Gold markets have rallied rather significantly during the trading session on Thursday after initially plunging. Quite frankly, the recovery has been quite impressive, as we have formed a massive hammer now, and that should have a lot of people looking to get long. If we can break above the 50 day EMA on a daily close then I think we have a real shot at trying to fill that gap above, meaning that we could go looking towards the $1830 level.

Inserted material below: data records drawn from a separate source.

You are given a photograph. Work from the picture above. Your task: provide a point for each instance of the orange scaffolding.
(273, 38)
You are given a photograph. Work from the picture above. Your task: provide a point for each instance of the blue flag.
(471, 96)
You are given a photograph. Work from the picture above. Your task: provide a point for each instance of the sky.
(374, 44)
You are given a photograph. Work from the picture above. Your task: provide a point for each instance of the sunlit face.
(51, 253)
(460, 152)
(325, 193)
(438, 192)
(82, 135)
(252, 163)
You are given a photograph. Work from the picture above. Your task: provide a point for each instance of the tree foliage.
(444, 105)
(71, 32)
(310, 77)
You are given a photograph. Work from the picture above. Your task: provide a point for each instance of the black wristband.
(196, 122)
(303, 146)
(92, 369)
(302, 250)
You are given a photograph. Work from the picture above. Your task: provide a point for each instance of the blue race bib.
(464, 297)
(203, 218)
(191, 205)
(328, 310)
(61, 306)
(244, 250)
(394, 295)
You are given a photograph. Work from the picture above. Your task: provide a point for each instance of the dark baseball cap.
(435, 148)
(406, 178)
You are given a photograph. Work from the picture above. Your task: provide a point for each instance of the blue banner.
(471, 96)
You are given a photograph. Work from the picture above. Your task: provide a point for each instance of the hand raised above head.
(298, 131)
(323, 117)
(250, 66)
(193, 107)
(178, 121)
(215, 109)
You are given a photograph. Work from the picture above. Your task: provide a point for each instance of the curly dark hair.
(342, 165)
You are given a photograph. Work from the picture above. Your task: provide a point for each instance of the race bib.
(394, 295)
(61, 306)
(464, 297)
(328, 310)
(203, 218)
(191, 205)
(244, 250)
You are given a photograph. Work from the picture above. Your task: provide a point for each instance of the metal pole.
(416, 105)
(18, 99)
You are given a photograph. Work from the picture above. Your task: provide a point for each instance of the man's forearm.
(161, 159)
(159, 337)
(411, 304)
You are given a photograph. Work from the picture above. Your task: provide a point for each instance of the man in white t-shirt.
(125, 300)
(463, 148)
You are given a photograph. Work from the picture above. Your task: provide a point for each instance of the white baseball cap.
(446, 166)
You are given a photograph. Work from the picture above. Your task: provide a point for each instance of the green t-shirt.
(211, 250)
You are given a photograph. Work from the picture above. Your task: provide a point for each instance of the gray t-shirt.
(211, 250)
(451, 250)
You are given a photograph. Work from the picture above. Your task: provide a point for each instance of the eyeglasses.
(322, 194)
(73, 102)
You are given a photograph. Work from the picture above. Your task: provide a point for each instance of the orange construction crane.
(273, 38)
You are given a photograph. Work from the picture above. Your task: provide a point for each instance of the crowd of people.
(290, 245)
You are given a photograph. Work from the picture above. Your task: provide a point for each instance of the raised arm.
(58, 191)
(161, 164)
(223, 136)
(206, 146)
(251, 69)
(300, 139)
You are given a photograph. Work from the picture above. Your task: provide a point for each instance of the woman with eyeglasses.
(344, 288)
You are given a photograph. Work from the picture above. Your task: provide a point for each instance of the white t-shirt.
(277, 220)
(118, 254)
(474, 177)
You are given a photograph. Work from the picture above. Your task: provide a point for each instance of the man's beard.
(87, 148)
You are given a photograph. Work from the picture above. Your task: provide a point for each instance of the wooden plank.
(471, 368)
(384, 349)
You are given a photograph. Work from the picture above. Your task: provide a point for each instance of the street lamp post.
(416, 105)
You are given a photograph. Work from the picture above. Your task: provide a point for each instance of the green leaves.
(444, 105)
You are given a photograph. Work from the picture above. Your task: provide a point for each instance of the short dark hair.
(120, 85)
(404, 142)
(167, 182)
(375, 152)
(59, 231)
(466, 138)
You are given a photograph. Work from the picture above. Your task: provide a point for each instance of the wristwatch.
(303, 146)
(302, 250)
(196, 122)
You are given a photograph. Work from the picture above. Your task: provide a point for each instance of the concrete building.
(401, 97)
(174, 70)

That is not to say that it would be easy, but we may get a little bit of a boost if the US dollar gets clobbered after the jobs number on Friday. Keep in mind the full employment is one of the mandate for the Federal Reserve, so people will certainly be paying close attention to this economic announcement as a lot of people are questioning whether or not the Fed can continue its plans on tightening. Furthermore, tightening can happen in little bits and pieces, meaning that they do not necessarily have to go as far as they had once suggested.
Regardless of what happens during the day on Friday, I think you can probably count on a lot of choppy behavior. Because of the fact that gold is so highly influenced by the US dollar, we will have to pay attention to what is going on in the US Dollar Index, as well as the interest rate markets. This typically go wild after the jobs number, so it is going to be very difficult to put on a large position. However, if we do get that daily close above the 50 day EMA, I think it does suggest that we have more momentum coming as we head into the weekend. If that is going to be the case, then I am more than likely going to be a buyer at the open on Monday unless of course something changes from a fundamental or geopolitical standpoint over the weekend.
On the other hand, if we do turn around and crash through the $1780 level, that would be sufficiently bearish enough to have me looking at the possibility of shorting and aiming towards the $1750 level underneath. The market breaking down below there could send gold into a bit of a tailspin, something that I do not necessarily expect to see.